When some in this new class of disenfranchised Ivoirians took up arms (and became, in government and media parlance, "rebels"), the French military stepped in to enforce a fragile cease-fire, while the country's economy and social structure fell into ruin. Sociologist Benoît Scheuer, who has studied Kosovo and Rwanda, says that the wedge the politicians continue to drive between Ivoirians makes the Ivory Coast a genocide waiting to happen.

Imagine how Ahmadou feels. He watched the French back a dictator friendly to them for three decades then tolerate thugs destroying his country, tearing his people apart, and nearly killing him. He flees his country with no national identity papers. It's 2002: the U.S. isn't welcoming refugees, particularly undocumented ones, with open arms. Where can he go, where can he hope to bring his family and make a new life for them, but France? Yet he arrives to face housing discrimination, delayed meetings about his refugee status (which affects his work status), and other indignities. He flees a government creating false divisions among people to live under one that pretends real divisions don't exist. You can imagine how conflicted he feels about being here. These are the people right-wing French politicians are telling to "love it or leave it."

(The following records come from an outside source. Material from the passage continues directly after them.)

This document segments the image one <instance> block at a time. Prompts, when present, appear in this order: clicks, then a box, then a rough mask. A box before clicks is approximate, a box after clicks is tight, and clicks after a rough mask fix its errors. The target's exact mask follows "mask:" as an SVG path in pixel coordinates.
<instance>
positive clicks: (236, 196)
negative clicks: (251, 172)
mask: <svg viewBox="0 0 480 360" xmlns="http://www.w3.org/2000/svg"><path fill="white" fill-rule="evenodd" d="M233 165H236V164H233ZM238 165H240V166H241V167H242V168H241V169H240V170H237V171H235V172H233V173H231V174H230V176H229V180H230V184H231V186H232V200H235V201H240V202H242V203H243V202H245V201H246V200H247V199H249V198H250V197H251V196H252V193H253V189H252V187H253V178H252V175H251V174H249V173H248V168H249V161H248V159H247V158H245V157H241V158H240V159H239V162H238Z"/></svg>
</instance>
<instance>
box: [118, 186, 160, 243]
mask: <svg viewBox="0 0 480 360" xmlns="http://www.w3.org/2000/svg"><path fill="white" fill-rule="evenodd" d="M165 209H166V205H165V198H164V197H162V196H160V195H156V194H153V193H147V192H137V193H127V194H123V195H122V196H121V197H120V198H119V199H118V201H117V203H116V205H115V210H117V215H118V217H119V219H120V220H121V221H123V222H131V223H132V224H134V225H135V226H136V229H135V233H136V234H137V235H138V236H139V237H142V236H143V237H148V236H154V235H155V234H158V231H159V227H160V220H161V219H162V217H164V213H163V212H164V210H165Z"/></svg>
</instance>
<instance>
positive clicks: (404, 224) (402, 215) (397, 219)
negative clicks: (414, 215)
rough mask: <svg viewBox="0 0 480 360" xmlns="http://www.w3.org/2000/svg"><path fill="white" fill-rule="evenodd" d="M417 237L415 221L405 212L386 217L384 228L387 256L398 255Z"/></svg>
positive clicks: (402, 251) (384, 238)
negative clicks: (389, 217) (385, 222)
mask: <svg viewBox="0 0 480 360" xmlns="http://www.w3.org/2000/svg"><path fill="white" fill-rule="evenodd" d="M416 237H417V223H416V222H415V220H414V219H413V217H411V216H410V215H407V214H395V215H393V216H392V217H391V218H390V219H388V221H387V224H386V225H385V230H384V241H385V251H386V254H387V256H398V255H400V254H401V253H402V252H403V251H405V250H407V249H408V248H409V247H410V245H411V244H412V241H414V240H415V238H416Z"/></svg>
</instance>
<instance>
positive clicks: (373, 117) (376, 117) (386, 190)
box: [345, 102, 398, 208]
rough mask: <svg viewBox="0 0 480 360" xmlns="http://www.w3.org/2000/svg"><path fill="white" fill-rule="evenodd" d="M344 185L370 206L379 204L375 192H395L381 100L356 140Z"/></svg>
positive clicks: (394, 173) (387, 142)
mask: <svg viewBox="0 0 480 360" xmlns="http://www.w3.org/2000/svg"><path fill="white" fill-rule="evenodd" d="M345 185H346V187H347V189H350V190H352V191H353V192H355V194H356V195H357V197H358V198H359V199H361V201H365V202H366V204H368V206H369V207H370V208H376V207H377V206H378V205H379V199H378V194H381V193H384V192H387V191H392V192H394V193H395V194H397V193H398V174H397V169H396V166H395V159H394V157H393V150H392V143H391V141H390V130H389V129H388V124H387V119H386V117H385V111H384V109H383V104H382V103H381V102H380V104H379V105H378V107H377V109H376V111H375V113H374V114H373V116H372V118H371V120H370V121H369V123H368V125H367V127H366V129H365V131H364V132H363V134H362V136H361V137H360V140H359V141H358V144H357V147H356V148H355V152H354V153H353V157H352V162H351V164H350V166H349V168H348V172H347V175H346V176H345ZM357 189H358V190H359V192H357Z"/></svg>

Even so, it's not the Ahmadous or their children who are participating in the current violence in France. The vast majority of immigrants and their descendants, even if they're frustrated with the French system, are respectful, law-abiding people who seek an end to the violence rather than perpetrating it. After all, their cars and schools are being torched, their image is being smeared. But given the frustration that's fueling the riots, it's amazing that they haven't happened much sooner and grown much worse.

There is hope that the French political elite is starting to get it. Prime Minister Dominique de Villepin ended an interview Monday night by citing discrimination as a factor driving the violence. He called on all citizens to take responsibility for ending discrimination. I hope that the state will acknowledge its responsibility, too. And to do that, it has to admit that in France, like everywhere else, race matters.